The combination of network science and Systems-Theoretic Process Analysis are complementary, and novel: Systems-Theoretic Process Analysis frames losses in terms of a system, system components, and component interactions [1]. Network science facilitates the depiction of the system, system components, and component interactions using feature-rich edge lists. Additionally, notion of a controlled process in the Systems-Theoretic Process Analysis fits well with the “resilience curve” ([2]) framing of recovery problems. Accordingly, this dissertation exploits the control and feedback framing to shape transient state characteristics to limit impacts to residents and to respond to new information, constraints, and disturbances.
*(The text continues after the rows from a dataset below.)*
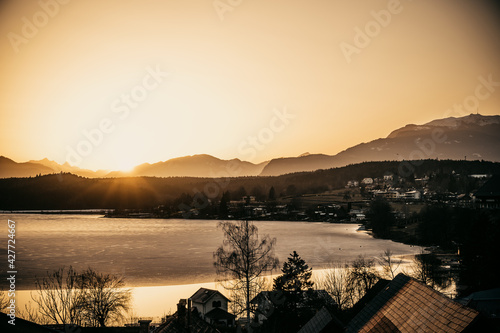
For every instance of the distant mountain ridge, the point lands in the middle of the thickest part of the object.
(472, 137)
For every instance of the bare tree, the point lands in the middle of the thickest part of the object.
(389, 264)
(31, 314)
(68, 297)
(335, 281)
(237, 294)
(243, 258)
(103, 298)
(57, 297)
(362, 276)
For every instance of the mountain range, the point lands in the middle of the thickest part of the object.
(472, 137)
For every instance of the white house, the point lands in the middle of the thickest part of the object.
(412, 195)
(367, 181)
(212, 306)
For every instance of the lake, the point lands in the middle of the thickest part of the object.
(165, 259)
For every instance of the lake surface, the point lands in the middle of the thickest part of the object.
(174, 254)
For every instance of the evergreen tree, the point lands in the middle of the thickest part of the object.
(296, 275)
(272, 194)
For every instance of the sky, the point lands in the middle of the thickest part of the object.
(116, 83)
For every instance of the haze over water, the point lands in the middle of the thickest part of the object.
(151, 252)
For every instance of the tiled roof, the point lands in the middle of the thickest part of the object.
(406, 305)
(203, 295)
(176, 325)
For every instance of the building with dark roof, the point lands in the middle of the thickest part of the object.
(406, 305)
(185, 320)
(22, 326)
(212, 306)
(488, 195)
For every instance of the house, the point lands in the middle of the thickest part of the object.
(488, 195)
(352, 183)
(367, 181)
(406, 305)
(412, 195)
(212, 306)
(185, 320)
(22, 326)
(267, 302)
(388, 177)
(25, 326)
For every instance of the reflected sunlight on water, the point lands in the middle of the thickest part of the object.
(166, 260)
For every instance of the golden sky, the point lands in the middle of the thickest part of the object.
(122, 82)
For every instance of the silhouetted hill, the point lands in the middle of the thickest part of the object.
(66, 191)
(9, 168)
(474, 137)
(195, 166)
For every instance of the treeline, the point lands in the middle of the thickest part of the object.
(470, 232)
(67, 191)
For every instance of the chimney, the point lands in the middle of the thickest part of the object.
(144, 326)
(181, 312)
This proposed framework was applied to a case study in a real interdependent infrastructure system. Goals were set based on real-world policy considerations, and then formalized into formal control rules using Systems-Theoretic Process Analysis. The PID-based controller that was designed using this methodology produced results that are superior to recovery strategies built without feedback. Graphical techniques to visualize controller outputs and refine them were also provided and demonstrated. This latter set of tools acknowledges the need for stakeholder input, particularly in public sector systems. Finally, an adaptation of the Resilience Matrix approach is provided as a monitoring tool during implementation of the recovery framework. The Resilience Matrix can be used to assemble evidence that recovery is or is not meeting decision-maker goals.
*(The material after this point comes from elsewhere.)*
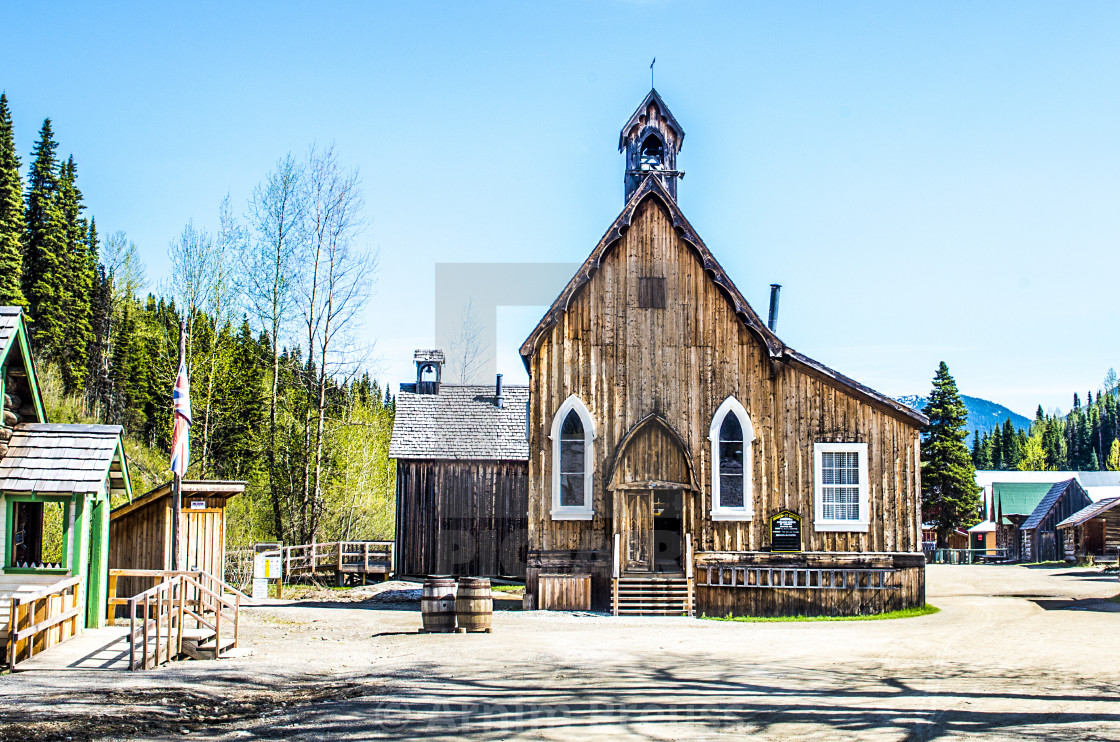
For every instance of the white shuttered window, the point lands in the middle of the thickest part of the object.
(840, 474)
The result is a practical and theoretically sound decision support methodology that accounts for key locations, proximities, alternatives, interactions, and sources that constrain system users (the problem structure), as well as individual features and “system properties downscaled” to the component level. This framework is designed to be interoperable with common data formats and asset management systems, and can be integrated into a live work-planning application. This work contributes to efforts to support human population resilience by treating peoples’ resilience as a function of infrastructure system resilience.